This post has been heavily edited and rewritten over the last week (not least the title, which I’m still not sure is the best it could be). There is much that has been left out which was on my heart but which I’m not convinced was wise for publication just yet. I hope that what remains is coherent and kind.
A little over a week ago, a friend posted a link on Facebook to the blog of an American pastor entitled 5 Really Bad Reasons To Leave Your Church. The post prompted a lot of interesting responses, some on Facebook, some on the blog itself. I wrote a first draft of a response in the weekend following, but couldn’t quite it right, whether that be in tone, in detail or in length. I found myself going off on all sorts of tangents. The best response was one of the first, where Hannah Mudge (@boudledige) engaged directly with the points raised in the article and looked at the analogy of escaping from an abusive relationship.
I queried the author about whether or not he thought there were any good reasons for leaving. I could not help but think of my own reasons and those given by a friend from the opposite end of the ecclesiastical spectrum from myself, The Artsy Honker. Where I got bogged down in my first draft was trying to recapitulate those, rephrasing my own past reasons in terms of Aaron’s post.

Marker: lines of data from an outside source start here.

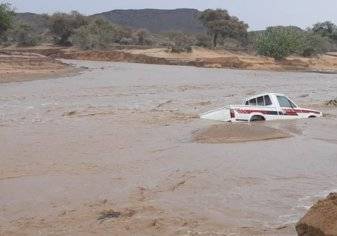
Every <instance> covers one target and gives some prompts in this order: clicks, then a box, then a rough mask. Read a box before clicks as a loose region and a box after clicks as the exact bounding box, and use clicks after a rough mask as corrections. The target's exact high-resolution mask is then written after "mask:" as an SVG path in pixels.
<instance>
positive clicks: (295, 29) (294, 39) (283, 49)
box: [256, 27, 303, 60]
mask: <svg viewBox="0 0 337 236" xmlns="http://www.w3.org/2000/svg"><path fill="white" fill-rule="evenodd" d="M256 49H257V53H258V54H260V55H263V56H268V57H273V58H274V59H276V60H281V59H284V58H286V57H287V56H289V55H290V54H292V53H299V52H301V51H303V34H302V32H301V30H299V29H298V28H295V27H269V28H267V30H266V31H265V32H264V33H263V34H262V35H261V36H260V37H259V38H258V40H257V43H256Z"/></svg>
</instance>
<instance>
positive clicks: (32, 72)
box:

After a week of reflection, I think the lingering idea that has stuck has been that of emotional engagement. It takes a lot of courage to speak up about reasons for either leaving or considering leaving. If we view church as a family, then we can never “truly” leave, but we can move out of home and move in with others. So when I talk about leaving a church it’s never about giving up one’s faith. I am firmly of the idea that there are times and circumstances when it is right for someone to move on. At that point, one has a choice about how to go about it. One could just slip out of the door one Sunday morning and never come back or one can talk through with a pastor/minister/vicar (however you want to phrase it) the reasons why. Whether that means a face to face conversation or a written communication, that is up the individual and whatever is most helpful.
In any such conversation one has to bear in mind the well-being of the other party. I would hate to leave a church in any kind of a bad mood. If there is any critique to be given then this should be done graciously, with the aim of ultimately building up one another, or encouraging them. Likewise, if a church leader disagrees with such reasons, this should not be done in a condemnatory way. I think this was my issue with Aaron’s post, as it came across (bearing in mind, he’s American, so it may it not have translated well across the Atlantic) as unloving, judgmental and indicative of a pastor’s hurt pride.
Nomatter how good our intentions are, one thing we have to bear in mind is that we are fallible and get things wrong. If I try to be sensitive to someone else’s feelings as I move away then I may not get it right; I might say a word out of place or fail to mention something I should have done. The unity of the christian Church (as a whole) is vitally important. Yet we have different local gatherings for a wide variety of different reasons, whether they be because one favours a particular tradition or a hierarchical structure, while another is more liberal about such things.
Since moving to London last summer, the church I have settled at doesn’t meet on the 4th Sunday morning of the month, for reasons to do with the building we hire. What that allows me is the opportunity to be more ecumenical and visit another church in the local area, sharing fellowing one month with the united reformed church, another month with the methodists and just yesterday I went to an anglican church. I would love it if people from other churches dropped into us once in a while so we express a common identity in Christ, rather than living in parallel worlds which inhabit the same neighbourhoods, as can often happen.